Freitag, 10. Juli 2009


DIE LINKE-Fraktion stellt Mitarbeit im ‚Forum Flughafen und Region’ aus Solidarität mit Fraport-Beschäftigten und ihrer Gewerkschaft ein

Zum Erpressungsversuch des Vorstandes und der Arbeitgebervertreter im Aufsichtsrat der Fraport, den 5.000 Beschäftigten der Bodenverkehrsdienste am Frankfurter Flughafen drohe eine  Ausgliederung in eine Billiglohngesellschaft, wenn sie nicht Lohnkürzungen zustimmen, erklärt Hermann Schaus, innen- und gewerkschaftspolitischer Sprecher und Parlamentarischer Geschäftsführer der Fraktion DIE LINKE. im Hessischen Landtag:

„Es ist beschämend, dass ein Unternehmen, das mehrheitlich im Eigentum des Landes Hessen und der Stadt Frankfurt ist, in dieser rücksichtlosen Art und Weise den eigenen Profit vor die elementaren Interessen der Beschäftigten stellt.
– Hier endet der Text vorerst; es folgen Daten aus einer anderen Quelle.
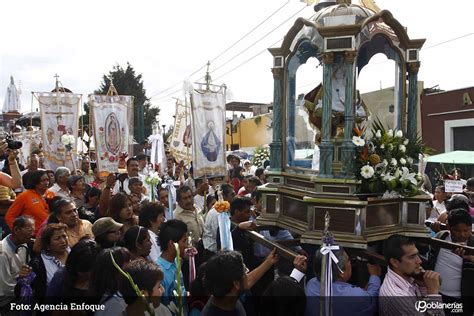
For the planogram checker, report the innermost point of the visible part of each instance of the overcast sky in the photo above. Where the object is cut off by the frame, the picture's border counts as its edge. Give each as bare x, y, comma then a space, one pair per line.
166, 41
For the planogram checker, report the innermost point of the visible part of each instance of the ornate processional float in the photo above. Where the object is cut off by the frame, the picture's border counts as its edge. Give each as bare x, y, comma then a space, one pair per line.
356, 168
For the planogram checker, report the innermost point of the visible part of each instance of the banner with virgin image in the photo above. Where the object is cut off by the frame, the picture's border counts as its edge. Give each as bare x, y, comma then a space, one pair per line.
59, 124
112, 120
208, 130
181, 140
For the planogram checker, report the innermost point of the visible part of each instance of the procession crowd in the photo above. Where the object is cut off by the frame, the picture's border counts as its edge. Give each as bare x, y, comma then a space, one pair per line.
70, 238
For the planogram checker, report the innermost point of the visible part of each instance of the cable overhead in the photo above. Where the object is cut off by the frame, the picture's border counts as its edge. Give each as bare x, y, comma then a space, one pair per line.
260, 39
225, 50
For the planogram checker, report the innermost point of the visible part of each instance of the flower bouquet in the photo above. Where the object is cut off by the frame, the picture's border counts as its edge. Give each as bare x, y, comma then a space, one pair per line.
222, 207
153, 180
385, 162
260, 155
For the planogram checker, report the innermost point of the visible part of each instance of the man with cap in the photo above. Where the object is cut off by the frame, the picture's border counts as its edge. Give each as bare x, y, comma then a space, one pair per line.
135, 185
107, 232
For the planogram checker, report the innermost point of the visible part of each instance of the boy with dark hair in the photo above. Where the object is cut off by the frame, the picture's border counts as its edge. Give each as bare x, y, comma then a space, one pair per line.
456, 267
171, 232
226, 280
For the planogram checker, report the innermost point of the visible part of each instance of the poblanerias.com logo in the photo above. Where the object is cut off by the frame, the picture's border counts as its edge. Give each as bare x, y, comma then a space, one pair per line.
423, 306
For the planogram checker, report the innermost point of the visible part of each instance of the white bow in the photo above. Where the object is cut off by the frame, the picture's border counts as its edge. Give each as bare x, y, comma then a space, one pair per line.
328, 249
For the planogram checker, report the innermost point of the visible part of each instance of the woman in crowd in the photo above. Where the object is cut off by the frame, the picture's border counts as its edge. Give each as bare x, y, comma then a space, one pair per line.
71, 283
152, 215
104, 284
54, 252
147, 276
137, 241
107, 232
237, 178
121, 210
31, 201
77, 188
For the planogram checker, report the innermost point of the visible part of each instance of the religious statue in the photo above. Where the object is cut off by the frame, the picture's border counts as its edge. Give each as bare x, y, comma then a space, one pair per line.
12, 98
210, 144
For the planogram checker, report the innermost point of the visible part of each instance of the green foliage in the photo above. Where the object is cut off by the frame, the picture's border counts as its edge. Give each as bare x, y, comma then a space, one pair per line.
128, 83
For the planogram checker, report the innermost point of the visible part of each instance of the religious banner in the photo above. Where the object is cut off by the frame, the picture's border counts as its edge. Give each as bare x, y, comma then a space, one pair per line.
181, 140
208, 130
112, 119
59, 125
31, 141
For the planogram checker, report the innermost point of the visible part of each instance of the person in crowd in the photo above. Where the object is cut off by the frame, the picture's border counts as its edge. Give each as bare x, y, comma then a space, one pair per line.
152, 216
51, 178
361, 302
211, 224
135, 185
250, 186
77, 189
202, 188
122, 184
456, 201
226, 280
148, 277
86, 170
249, 170
71, 283
237, 178
469, 192
143, 165
54, 252
91, 199
260, 174
137, 241
66, 212
456, 267
60, 187
121, 210
12, 179
439, 200
104, 285
187, 212
163, 197
107, 232
33, 164
14, 259
98, 182
399, 291
31, 202
210, 201
288, 287
171, 232
198, 293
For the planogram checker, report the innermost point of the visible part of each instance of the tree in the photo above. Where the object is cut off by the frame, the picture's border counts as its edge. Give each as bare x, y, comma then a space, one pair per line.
128, 83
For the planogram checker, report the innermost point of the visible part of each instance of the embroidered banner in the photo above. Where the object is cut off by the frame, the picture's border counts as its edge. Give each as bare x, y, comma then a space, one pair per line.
112, 119
59, 125
181, 140
208, 130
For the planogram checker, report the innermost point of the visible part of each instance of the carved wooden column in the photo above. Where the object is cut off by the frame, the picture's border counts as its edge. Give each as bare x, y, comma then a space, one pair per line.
348, 148
412, 121
276, 145
326, 147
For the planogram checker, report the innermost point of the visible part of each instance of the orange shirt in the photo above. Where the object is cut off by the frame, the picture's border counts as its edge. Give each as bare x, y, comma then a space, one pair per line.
28, 203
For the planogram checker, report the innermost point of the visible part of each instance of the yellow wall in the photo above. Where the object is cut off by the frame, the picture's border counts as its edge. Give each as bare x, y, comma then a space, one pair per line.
249, 133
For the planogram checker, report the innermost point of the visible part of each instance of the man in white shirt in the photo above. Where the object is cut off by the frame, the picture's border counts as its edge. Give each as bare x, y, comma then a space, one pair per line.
13, 259
455, 266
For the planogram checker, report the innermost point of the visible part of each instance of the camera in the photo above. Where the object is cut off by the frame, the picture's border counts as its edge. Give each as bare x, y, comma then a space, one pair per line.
13, 144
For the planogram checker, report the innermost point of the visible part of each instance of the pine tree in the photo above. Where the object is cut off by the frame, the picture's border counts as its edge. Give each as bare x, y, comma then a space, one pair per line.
128, 83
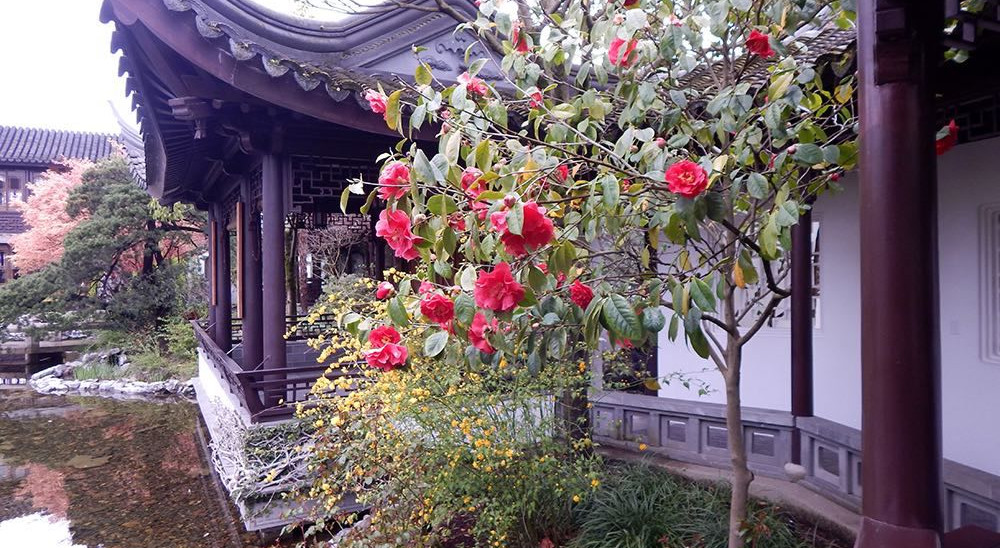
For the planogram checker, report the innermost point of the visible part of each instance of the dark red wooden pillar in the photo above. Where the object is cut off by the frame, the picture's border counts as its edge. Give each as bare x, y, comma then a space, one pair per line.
210, 270
253, 335
802, 326
897, 51
223, 331
273, 261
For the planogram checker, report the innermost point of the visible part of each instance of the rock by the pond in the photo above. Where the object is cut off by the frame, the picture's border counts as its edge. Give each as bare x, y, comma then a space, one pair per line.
54, 371
121, 387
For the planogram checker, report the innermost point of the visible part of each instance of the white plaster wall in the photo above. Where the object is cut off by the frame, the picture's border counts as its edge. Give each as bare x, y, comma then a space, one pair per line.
837, 342
766, 379
969, 177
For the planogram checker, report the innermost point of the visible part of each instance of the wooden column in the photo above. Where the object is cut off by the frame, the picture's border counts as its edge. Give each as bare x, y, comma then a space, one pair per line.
273, 261
901, 449
253, 336
802, 326
223, 332
210, 270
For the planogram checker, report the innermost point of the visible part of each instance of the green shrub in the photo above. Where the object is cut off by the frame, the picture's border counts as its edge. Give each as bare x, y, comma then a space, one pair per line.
98, 371
641, 506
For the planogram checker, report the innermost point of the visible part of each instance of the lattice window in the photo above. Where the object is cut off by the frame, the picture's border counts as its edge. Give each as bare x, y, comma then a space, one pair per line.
990, 272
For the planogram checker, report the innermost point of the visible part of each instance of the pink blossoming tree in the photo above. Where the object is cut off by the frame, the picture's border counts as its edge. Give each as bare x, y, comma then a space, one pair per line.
45, 214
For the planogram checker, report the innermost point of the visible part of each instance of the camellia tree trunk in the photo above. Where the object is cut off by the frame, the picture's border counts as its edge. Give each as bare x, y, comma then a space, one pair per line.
694, 161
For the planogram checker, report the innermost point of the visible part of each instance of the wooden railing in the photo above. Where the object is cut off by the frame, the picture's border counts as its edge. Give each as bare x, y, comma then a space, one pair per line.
268, 394
297, 327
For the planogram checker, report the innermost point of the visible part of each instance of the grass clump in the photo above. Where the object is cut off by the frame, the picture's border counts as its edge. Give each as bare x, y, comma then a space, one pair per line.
641, 506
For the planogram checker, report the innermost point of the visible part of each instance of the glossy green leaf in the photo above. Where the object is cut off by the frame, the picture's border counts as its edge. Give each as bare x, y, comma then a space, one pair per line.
621, 318
435, 344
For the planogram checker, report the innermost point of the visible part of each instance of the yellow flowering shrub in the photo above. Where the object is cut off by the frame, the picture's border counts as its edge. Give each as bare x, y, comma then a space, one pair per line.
466, 448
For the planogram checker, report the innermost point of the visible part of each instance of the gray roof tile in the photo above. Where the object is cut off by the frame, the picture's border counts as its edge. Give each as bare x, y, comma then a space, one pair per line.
41, 146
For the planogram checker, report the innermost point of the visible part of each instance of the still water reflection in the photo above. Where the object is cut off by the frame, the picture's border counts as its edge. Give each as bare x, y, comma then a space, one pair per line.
88, 472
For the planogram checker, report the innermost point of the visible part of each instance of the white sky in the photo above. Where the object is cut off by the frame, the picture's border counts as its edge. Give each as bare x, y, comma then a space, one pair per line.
56, 66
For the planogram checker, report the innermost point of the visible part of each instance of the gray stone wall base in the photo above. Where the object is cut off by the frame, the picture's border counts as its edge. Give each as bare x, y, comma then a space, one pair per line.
695, 432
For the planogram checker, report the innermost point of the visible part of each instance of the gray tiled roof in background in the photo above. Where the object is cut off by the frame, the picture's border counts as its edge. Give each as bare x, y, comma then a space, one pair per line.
42, 146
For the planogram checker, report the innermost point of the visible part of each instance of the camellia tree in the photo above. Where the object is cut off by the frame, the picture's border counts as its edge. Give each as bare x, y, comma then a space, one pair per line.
638, 169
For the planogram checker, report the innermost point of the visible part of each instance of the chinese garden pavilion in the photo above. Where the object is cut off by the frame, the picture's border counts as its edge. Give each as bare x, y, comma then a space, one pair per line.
257, 117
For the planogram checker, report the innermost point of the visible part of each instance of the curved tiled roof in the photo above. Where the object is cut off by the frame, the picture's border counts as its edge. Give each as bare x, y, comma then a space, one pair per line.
41, 146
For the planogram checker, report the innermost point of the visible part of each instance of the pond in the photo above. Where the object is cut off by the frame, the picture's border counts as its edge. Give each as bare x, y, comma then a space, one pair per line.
81, 472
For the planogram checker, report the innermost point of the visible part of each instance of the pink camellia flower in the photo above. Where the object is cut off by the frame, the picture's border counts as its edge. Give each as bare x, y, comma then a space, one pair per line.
394, 181
376, 101
437, 308
386, 353
947, 141
498, 290
562, 172
686, 178
518, 40
394, 227
535, 98
759, 43
473, 85
619, 52
383, 335
580, 294
388, 357
536, 231
498, 220
384, 290
457, 221
472, 182
478, 330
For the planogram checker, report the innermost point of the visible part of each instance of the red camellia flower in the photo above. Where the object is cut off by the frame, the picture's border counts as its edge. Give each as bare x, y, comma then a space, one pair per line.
759, 43
518, 40
535, 98
686, 178
947, 140
477, 332
536, 231
580, 294
498, 290
437, 308
473, 85
387, 357
386, 353
383, 290
394, 227
376, 101
472, 183
383, 335
619, 52
394, 181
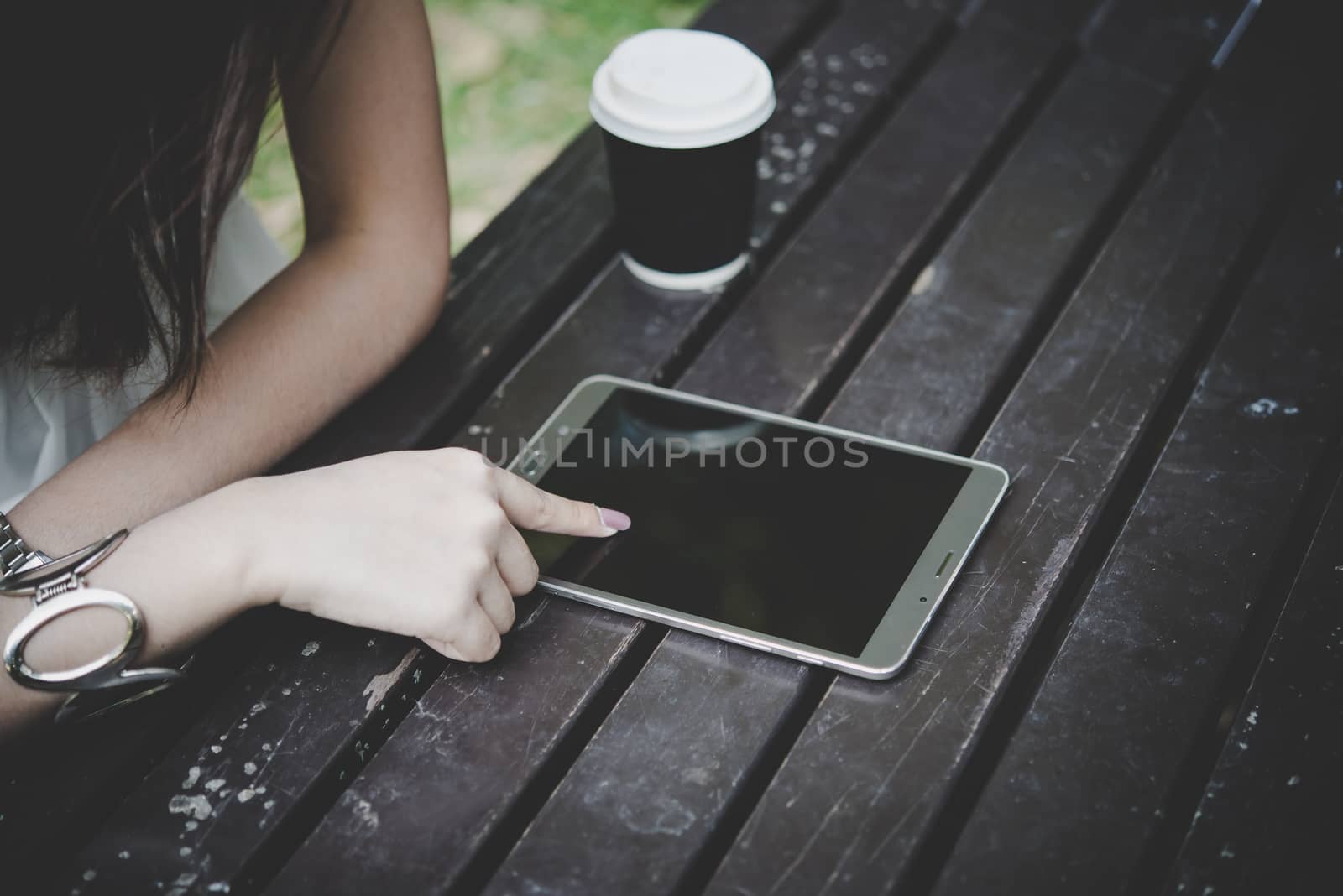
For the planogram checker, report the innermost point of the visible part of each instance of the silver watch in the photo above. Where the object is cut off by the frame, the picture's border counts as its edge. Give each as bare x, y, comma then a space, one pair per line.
15, 553
58, 588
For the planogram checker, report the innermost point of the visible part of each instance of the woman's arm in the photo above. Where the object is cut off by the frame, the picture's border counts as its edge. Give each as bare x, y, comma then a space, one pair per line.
371, 279
421, 544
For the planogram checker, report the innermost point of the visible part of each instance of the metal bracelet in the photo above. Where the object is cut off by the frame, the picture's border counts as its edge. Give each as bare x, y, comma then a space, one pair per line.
15, 553
58, 588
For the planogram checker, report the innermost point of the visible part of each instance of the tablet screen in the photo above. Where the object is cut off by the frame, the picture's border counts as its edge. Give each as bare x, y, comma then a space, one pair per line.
754, 524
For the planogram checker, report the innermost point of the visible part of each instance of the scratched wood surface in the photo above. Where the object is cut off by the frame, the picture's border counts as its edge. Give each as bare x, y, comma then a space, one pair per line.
1177, 595
1096, 243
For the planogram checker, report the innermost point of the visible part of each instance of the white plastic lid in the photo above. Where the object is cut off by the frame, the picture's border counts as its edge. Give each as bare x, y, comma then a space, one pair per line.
680, 89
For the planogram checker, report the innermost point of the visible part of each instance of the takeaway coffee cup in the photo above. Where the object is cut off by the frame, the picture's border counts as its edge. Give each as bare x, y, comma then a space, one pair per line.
682, 112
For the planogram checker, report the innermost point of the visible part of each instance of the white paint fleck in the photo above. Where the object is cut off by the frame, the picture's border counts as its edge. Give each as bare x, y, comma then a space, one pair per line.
198, 806
364, 812
924, 280
1269, 407
380, 685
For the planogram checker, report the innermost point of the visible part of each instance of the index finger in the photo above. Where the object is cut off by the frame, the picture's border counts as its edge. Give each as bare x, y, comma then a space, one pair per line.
541, 511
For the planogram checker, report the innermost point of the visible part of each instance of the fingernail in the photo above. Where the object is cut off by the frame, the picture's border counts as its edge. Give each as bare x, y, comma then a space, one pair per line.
613, 519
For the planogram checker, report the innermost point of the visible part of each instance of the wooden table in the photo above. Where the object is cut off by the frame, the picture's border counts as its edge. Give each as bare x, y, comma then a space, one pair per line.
1096, 243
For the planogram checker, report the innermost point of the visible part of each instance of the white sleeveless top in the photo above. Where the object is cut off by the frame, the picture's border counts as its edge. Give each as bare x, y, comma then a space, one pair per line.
46, 423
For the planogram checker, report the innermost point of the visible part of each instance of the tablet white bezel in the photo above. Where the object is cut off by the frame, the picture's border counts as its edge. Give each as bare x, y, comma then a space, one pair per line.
913, 602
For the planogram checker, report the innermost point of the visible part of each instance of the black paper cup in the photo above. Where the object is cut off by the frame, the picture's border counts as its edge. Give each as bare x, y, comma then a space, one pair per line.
682, 112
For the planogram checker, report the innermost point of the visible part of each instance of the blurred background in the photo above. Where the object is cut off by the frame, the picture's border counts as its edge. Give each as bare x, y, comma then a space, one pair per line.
514, 81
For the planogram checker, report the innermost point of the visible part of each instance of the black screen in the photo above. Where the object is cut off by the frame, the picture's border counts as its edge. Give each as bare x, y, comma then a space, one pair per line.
758, 524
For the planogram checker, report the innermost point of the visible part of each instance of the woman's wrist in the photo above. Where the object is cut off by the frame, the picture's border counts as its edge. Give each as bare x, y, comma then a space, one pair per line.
235, 521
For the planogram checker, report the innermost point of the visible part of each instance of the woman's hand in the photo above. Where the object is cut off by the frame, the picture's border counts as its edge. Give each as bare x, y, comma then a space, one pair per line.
421, 544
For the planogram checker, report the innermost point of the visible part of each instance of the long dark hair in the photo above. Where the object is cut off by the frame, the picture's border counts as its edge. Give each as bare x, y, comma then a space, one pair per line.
144, 121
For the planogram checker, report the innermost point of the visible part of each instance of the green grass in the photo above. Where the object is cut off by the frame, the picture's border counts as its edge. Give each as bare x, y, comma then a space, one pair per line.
514, 83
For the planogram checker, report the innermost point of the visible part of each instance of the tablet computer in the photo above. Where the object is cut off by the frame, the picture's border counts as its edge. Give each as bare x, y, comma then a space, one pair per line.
790, 537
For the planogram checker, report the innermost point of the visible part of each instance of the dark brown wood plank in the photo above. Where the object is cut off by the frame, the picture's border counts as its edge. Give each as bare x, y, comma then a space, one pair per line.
1262, 824
1088, 777
520, 273
331, 730
557, 663
864, 788
684, 741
Deshalb werden wir aus Solidarität mit den Kolleginnen und Kollegen des DGB und ver.di nicht weiter im Forum Flughafen und Region (FFR) mitarbeiten.“

DIE LINKE unterstütze die Entscheidung des DGB Hessen und des Landesbezirks Hessen der Gewerkschaft ver.di, ihre Mitarbeit bei der Mediation des Forums Flughafen und Region (FFR) sowie dem Konvent des Forums aus Protest einzustellen. Die Gewerkschaften seien gut beraten, allen  Versuchen, durch Tarifflucht und Lohndrückerei die durch die Wirtschaftskrise schwierige Ertragslage des Unternehmens zu verbessern, eine klare Absage zu erteilen.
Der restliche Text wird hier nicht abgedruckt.